Caroline Flack "harcelée par un ex-partenaire" avant son suicide ? Ces nouvelles révélations

Six mois après les faits, les circonstances du suicide de Caroline Flack se dévoilent un peu plus. Selon le Daily Mail, ce samedi 8 août, le harcèlement d’un ex-partenaire aurait entraîné sa chute.

Ce samedi 8 août, le tabloïd britannique The Daily Mail relaient de troublantes révélations au sujet des derniers jours de la vie de Caroline Flack. Si l’animatrice de X Factor et de Love Island aurait mis fin à ses jours par peur de son futur procès pour violences conjugales à l’encontre de son ex-compagnon Lewis Burton, elle aurait aussi été “harcelée par un ex-partenaire” comme le révèle l’enquête autour de son décès, relancée ce mercredi 5 août.
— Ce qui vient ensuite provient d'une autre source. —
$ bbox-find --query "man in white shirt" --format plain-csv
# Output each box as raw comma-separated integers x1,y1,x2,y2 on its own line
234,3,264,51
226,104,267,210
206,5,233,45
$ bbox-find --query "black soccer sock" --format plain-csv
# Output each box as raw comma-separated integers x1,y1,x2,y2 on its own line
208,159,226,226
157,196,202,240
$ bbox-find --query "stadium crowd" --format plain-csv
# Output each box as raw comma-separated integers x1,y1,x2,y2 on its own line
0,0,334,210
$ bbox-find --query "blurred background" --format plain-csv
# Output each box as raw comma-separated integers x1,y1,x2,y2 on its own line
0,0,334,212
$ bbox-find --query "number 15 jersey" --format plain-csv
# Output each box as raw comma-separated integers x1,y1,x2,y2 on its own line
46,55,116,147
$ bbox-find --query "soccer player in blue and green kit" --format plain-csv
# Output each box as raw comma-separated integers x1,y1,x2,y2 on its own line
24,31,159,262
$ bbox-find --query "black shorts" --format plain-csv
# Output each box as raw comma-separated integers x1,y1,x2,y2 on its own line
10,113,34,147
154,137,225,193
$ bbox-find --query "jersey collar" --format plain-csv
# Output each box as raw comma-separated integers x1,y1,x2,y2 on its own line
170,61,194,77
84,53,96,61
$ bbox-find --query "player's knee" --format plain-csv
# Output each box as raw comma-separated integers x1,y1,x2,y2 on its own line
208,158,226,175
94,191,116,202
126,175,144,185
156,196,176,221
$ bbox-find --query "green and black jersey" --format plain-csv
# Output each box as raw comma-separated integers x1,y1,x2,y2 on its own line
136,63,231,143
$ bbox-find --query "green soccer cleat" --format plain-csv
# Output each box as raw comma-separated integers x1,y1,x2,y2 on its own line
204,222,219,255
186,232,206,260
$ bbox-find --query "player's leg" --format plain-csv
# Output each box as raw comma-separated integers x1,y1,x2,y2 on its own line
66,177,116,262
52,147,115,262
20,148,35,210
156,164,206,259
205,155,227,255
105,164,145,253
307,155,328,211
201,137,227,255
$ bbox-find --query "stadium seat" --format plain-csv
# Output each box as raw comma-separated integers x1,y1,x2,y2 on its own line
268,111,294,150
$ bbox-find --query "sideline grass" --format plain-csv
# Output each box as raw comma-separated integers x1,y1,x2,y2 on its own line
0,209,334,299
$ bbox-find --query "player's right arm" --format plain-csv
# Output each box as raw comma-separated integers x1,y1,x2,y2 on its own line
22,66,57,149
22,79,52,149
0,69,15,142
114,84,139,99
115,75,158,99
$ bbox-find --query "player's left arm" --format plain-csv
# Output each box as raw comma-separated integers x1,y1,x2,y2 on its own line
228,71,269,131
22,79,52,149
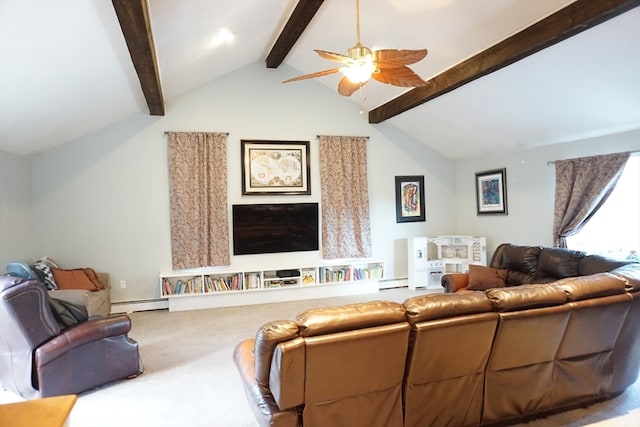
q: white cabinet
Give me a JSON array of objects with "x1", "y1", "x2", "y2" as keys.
[
  {"x1": 160, "y1": 259, "x2": 384, "y2": 311},
  {"x1": 407, "y1": 236, "x2": 487, "y2": 289}
]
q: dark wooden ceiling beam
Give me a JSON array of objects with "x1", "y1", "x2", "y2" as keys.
[
  {"x1": 266, "y1": 0, "x2": 324, "y2": 68},
  {"x1": 369, "y1": 0, "x2": 640, "y2": 123},
  {"x1": 112, "y1": 0, "x2": 164, "y2": 116}
]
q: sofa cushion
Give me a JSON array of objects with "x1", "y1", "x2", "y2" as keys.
[
  {"x1": 485, "y1": 284, "x2": 567, "y2": 311},
  {"x1": 51, "y1": 268, "x2": 98, "y2": 291},
  {"x1": 296, "y1": 301, "x2": 405, "y2": 337},
  {"x1": 467, "y1": 264, "x2": 507, "y2": 291},
  {"x1": 404, "y1": 292, "x2": 491, "y2": 324},
  {"x1": 536, "y1": 248, "x2": 585, "y2": 279},
  {"x1": 554, "y1": 273, "x2": 626, "y2": 301}
]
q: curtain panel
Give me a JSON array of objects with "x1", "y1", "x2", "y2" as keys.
[
  {"x1": 167, "y1": 132, "x2": 230, "y2": 269},
  {"x1": 318, "y1": 135, "x2": 371, "y2": 259},
  {"x1": 553, "y1": 153, "x2": 631, "y2": 248}
]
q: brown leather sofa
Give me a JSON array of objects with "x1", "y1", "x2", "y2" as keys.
[
  {"x1": 234, "y1": 262, "x2": 640, "y2": 427},
  {"x1": 442, "y1": 243, "x2": 638, "y2": 292},
  {"x1": 0, "y1": 275, "x2": 140, "y2": 399}
]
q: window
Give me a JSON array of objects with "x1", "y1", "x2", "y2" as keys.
[{"x1": 567, "y1": 154, "x2": 640, "y2": 261}]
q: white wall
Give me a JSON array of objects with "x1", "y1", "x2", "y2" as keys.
[
  {"x1": 0, "y1": 151, "x2": 33, "y2": 271},
  {"x1": 456, "y1": 130, "x2": 640, "y2": 257},
  {"x1": 32, "y1": 63, "x2": 456, "y2": 302}
]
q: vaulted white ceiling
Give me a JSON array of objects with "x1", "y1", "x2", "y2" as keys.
[{"x1": 0, "y1": 0, "x2": 640, "y2": 158}]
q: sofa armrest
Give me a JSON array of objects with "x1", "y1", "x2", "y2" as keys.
[
  {"x1": 233, "y1": 338, "x2": 298, "y2": 427},
  {"x1": 36, "y1": 314, "x2": 131, "y2": 365},
  {"x1": 441, "y1": 273, "x2": 469, "y2": 293}
]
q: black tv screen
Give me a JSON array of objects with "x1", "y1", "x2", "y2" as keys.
[{"x1": 232, "y1": 203, "x2": 318, "y2": 255}]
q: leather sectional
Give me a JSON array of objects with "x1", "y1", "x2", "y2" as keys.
[{"x1": 234, "y1": 244, "x2": 640, "y2": 427}]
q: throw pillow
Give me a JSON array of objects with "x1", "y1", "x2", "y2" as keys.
[
  {"x1": 83, "y1": 268, "x2": 104, "y2": 289},
  {"x1": 51, "y1": 268, "x2": 98, "y2": 291},
  {"x1": 467, "y1": 264, "x2": 507, "y2": 291},
  {"x1": 31, "y1": 257, "x2": 58, "y2": 291}
]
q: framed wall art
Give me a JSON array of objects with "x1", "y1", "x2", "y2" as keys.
[
  {"x1": 396, "y1": 176, "x2": 425, "y2": 222},
  {"x1": 476, "y1": 168, "x2": 507, "y2": 215},
  {"x1": 240, "y1": 139, "x2": 311, "y2": 195}
]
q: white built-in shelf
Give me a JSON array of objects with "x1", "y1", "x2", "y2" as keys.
[{"x1": 160, "y1": 260, "x2": 384, "y2": 311}]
En effet, celle qui a partagé la vie du prince Harry et du chanteur Harry Styles (relation pour laquelle elle avait d’ailleurs été pointée du doigt en raison de leur différence d’âge) était traquée par ce harceleur dans les jours précédant l’audience l’opposant à son ex-conjoint.

Son stress et son anxiété n’ont donc fait que croître, comme l’a estimé un psychiatre qui a évalué la star de 40 ans. Une santé psychique au plus mal dont la justice britannique avait eu écho deux mois avant la mort par pendaison de Caroline Flack, le 15 février 2020. Si un porte-parole de la police métropolitaine a précisé qu’il n’existait “aucune trace d’allégation de harcèlement” faite par la présentatrice, ses avocats avaient plaidé en sa faveur en évoquant ces faits de harcèlement. En réponse, les procureurs ont rappelé qu’il s’agissait d’un crime distinct. L’identité de l’ancien partenaire, responsable présumé de son mal-être, n’a pas été dévoilée. Il ne s’agirait toutefois pas de Lewis Burton.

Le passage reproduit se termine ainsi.